To accelerate the inference of DNN, there is a work to achieve the distributed DNN inference using pruning [
44]. In [
44], the authors use a class-aware pruning scheme [
56] to trim the original DNN so that the new model small DNN (SNN) can only cover a portion of the original output categories. Using this principle, the author obtains several SNNs for distinguishing output categories based on the original DNN, which are deployed on multiple edge servers and collaborate to obtain inference results that can fully cover the category range of the original output. However, changing the parameters and structure of the original model can easily have unpredictable impacts on the inference accuracy.
There is also a method that proposes a loosely coupled CNN structure to fundamentally solve the problem of distributed deployment [
42]. In [
42], the authors designed a new loosely coupled structure (LCS) to adapt the distributed CNN inference. However, this approach faces the need for retraining new models, requiring different parameters for different purposes and corresponding to different datasets, which is a huge consumption of computing resources and time.
The method that distributed partition DNNs effectively avoids the challenges brought by the above two methods. Distributed partitioning and the deployment of DNNs can take place without changing the structure and parameters of the original model, and it does not need to retrain the model [
38,
41,
57,
58,
59]. In [
41], the authors deploy workload in a distributed manner based on network layer types. They use an input partition for convolution layers and a weight partition for full connection layers. BiasedOne-Dimensional Partition (BODP), Modified Spectral Co-Clustering (MSCC), and Modified Spectral Co-Clustering (MSCC) are proposed as adjuncts. In [
38], the authors propose an Fused Tile Partitioning (FTP) method to parallelize the convolution operation; it can divide the feature maps of each layer into small tiles in a grid fashion. Both [
57,
58] rely on Deep Reinforcement Learning (DRL). In [
57], the authors search for an optimal partition location for each layer volume using the Layer Configuration-based Partition Scheme Search (LC-PSS). For a layer volume splitter, they model the split process as a Markov Decision Process (MDP) and use DRL to make optimal split decisions. In [
58], the authors use DRL techniques to assist in task allocation in edge-distributed inference. Modeling the partition process as MDP, DRL agents use inference latency and layer configuration as the rewards and states, and then the optimal segmentation decisions for each layer volume are made one by one. In [
59], the authors use a host edge server to configure multiple secondary edge servers, and the overlapping zone of sub-tasks on the secondary edge servers is executed on the host edge server.
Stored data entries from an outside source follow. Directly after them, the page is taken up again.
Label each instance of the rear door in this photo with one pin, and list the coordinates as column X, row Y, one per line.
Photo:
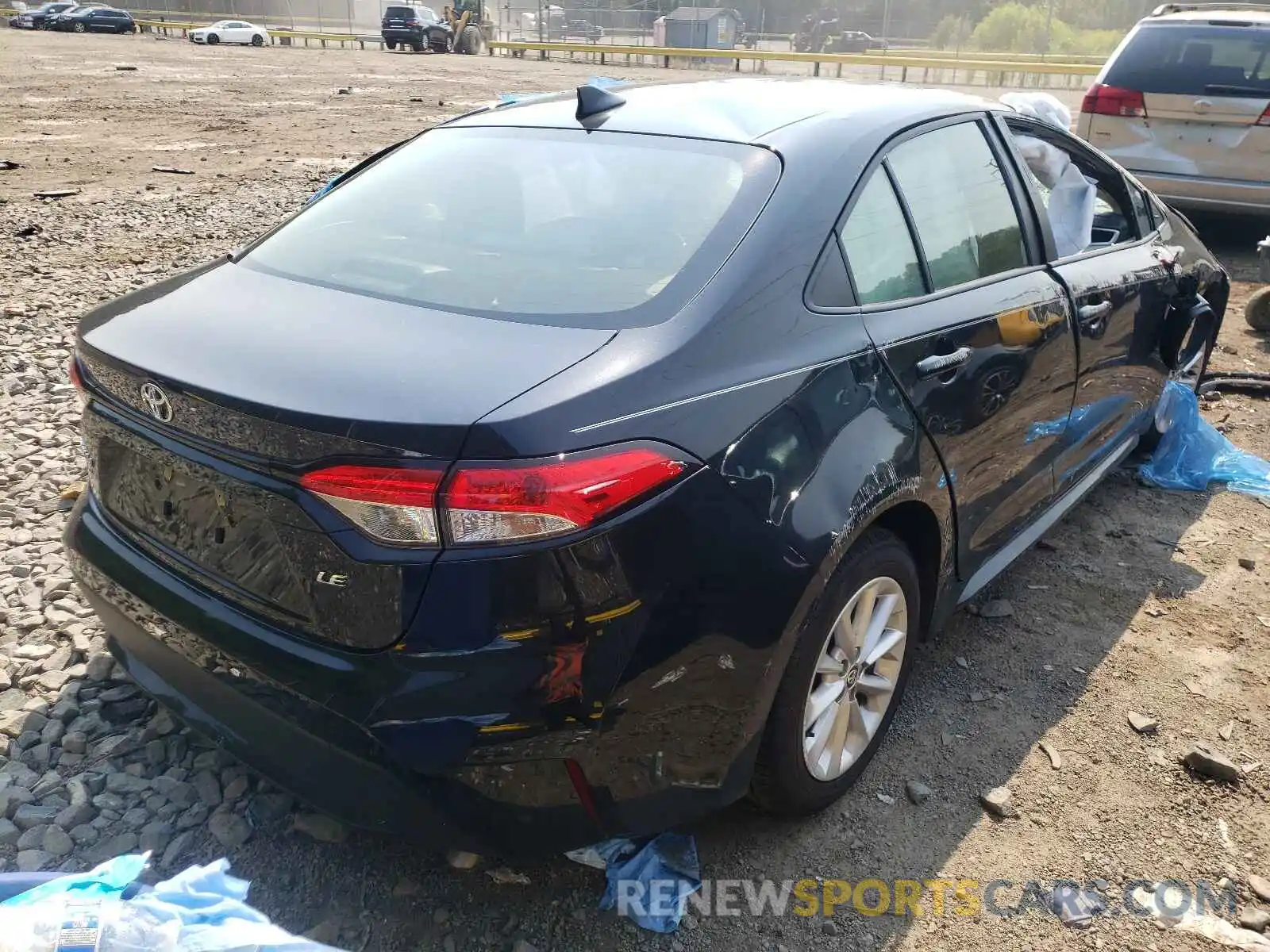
column 1206, row 93
column 972, row 327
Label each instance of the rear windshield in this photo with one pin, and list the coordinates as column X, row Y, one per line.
column 548, row 226
column 1194, row 60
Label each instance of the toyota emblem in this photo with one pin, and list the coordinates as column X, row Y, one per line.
column 158, row 404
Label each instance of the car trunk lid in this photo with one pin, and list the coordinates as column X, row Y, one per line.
column 216, row 390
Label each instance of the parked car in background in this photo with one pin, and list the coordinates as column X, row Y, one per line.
column 97, row 19
column 854, row 41
column 1184, row 103
column 588, row 531
column 230, row 32
column 416, row 29
column 54, row 21
column 36, row 18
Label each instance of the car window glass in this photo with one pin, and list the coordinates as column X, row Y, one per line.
column 879, row 247
column 533, row 238
column 962, row 207
column 1113, row 217
column 1194, row 60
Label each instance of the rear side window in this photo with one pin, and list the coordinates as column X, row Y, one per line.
column 550, row 226
column 879, row 247
column 1194, row 60
column 965, row 219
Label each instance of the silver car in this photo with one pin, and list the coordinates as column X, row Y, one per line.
column 1184, row 103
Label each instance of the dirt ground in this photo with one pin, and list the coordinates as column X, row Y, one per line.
column 1137, row 602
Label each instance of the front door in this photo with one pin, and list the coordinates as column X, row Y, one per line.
column 972, row 327
column 1121, row 290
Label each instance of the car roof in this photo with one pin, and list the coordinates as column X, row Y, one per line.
column 1203, row 13
column 733, row 109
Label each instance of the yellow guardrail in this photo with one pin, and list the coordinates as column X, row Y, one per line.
column 817, row 60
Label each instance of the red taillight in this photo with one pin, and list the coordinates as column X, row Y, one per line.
column 73, row 371
column 518, row 501
column 1113, row 101
column 495, row 503
column 391, row 505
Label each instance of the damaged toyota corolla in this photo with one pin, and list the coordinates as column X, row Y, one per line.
column 620, row 482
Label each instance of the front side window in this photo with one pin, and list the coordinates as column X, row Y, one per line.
column 550, row 226
column 879, row 247
column 965, row 219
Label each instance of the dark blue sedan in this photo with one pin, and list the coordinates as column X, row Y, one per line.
column 618, row 482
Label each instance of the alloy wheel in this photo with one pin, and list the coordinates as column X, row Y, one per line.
column 855, row 678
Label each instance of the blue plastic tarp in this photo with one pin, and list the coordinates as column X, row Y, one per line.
column 1193, row 455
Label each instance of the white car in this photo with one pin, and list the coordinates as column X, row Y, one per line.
column 230, row 32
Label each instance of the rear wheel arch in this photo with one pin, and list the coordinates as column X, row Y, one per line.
column 918, row 526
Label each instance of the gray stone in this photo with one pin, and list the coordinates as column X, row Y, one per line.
column 179, row 846
column 266, row 809
column 918, row 791
column 35, row 816
column 999, row 801
column 57, row 842
column 230, row 829
column 84, row 835
column 194, row 816
column 997, row 608
column 207, row 787
column 1204, row 761
column 110, row 801
column 33, row 860
column 74, row 816
column 137, row 818
column 52, row 731
column 235, row 789
column 126, row 785
column 156, row 752
column 1254, row 918
column 99, row 668
column 14, row 724
column 1142, row 724
column 13, row 799
column 156, row 835
column 177, row 791
column 32, row 838
column 321, row 828
column 110, row 848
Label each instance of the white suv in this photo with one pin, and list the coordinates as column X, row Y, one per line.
column 1184, row 103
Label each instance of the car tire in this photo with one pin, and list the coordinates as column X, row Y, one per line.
column 1149, row 441
column 876, row 578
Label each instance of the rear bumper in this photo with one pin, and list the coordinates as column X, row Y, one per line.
column 337, row 727
column 1226, row 196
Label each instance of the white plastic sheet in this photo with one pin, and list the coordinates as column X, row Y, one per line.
column 1072, row 196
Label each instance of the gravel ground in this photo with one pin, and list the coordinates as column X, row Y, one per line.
column 1137, row 602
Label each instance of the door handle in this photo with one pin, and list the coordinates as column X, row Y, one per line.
column 1094, row 314
column 943, row 363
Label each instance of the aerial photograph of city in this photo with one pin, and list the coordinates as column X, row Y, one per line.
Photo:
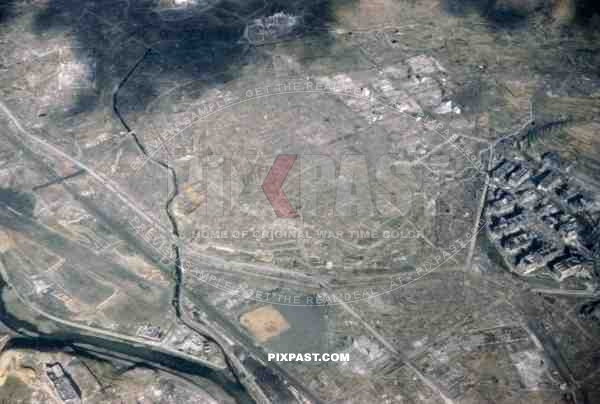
column 300, row 201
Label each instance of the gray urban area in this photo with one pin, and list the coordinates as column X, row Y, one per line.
column 300, row 201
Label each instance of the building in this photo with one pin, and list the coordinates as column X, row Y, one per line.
column 529, row 197
column 504, row 204
column 519, row 176
column 504, row 169
column 536, row 257
column 507, row 224
column 515, row 242
column 65, row 387
column 550, row 181
column 150, row 331
column 566, row 266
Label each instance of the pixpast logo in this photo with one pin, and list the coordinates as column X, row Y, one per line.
column 384, row 190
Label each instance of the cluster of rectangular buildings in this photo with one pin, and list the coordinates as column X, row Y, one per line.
column 531, row 210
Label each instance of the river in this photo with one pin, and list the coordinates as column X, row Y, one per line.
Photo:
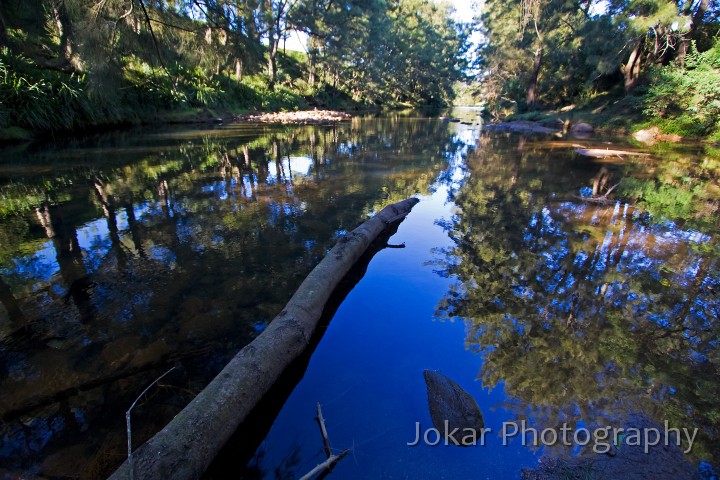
column 124, row 255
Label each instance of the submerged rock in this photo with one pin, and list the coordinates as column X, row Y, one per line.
column 652, row 135
column 452, row 408
column 628, row 461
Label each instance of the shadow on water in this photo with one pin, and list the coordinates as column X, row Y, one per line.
column 234, row 460
column 125, row 254
column 586, row 310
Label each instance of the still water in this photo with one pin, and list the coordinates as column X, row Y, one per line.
column 124, row 255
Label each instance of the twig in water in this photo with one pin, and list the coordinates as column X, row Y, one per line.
column 332, row 459
column 127, row 421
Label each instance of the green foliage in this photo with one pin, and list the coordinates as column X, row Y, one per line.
column 579, row 55
column 686, row 101
column 52, row 101
column 136, row 63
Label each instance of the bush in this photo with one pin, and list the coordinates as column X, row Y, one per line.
column 687, row 100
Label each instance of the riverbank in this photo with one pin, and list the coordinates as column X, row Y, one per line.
column 610, row 115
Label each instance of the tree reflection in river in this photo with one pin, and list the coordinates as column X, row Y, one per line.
column 589, row 311
column 121, row 257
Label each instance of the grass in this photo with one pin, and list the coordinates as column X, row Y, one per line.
column 37, row 100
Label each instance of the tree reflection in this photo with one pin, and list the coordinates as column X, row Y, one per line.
column 180, row 251
column 585, row 311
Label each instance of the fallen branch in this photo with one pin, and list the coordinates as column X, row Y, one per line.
column 128, row 425
column 601, row 153
column 332, row 459
column 184, row 448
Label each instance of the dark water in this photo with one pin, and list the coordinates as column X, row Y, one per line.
column 124, row 255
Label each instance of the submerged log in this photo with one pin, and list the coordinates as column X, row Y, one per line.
column 187, row 445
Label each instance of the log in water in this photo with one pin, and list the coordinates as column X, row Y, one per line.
column 187, row 445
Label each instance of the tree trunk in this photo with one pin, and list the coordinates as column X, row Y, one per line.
column 3, row 30
column 532, row 84
column 631, row 69
column 64, row 27
column 186, row 446
column 238, row 70
column 688, row 37
column 272, row 63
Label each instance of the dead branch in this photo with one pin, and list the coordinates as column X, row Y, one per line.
column 332, row 459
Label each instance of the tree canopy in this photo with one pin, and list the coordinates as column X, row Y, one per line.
column 549, row 53
column 88, row 62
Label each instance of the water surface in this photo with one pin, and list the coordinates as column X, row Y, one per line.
column 124, row 255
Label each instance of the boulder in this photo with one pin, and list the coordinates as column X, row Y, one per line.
column 582, row 127
column 448, row 402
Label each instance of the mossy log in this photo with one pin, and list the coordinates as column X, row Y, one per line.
column 187, row 445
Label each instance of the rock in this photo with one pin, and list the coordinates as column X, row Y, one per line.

Considering that these distributed partitioning studies did not consider the trade-off between communication latency and computation latency, which is important for shortening inference latency and trick, we propose the EDIJP framework. Our proposed framework is based on joint partitioning for distributed deployment. We model the data partition problem as an LP problem and design an iterative algorithm to achieve the trade-off of communication latency and computation latency so that the inference latency can be shortened as much as possible.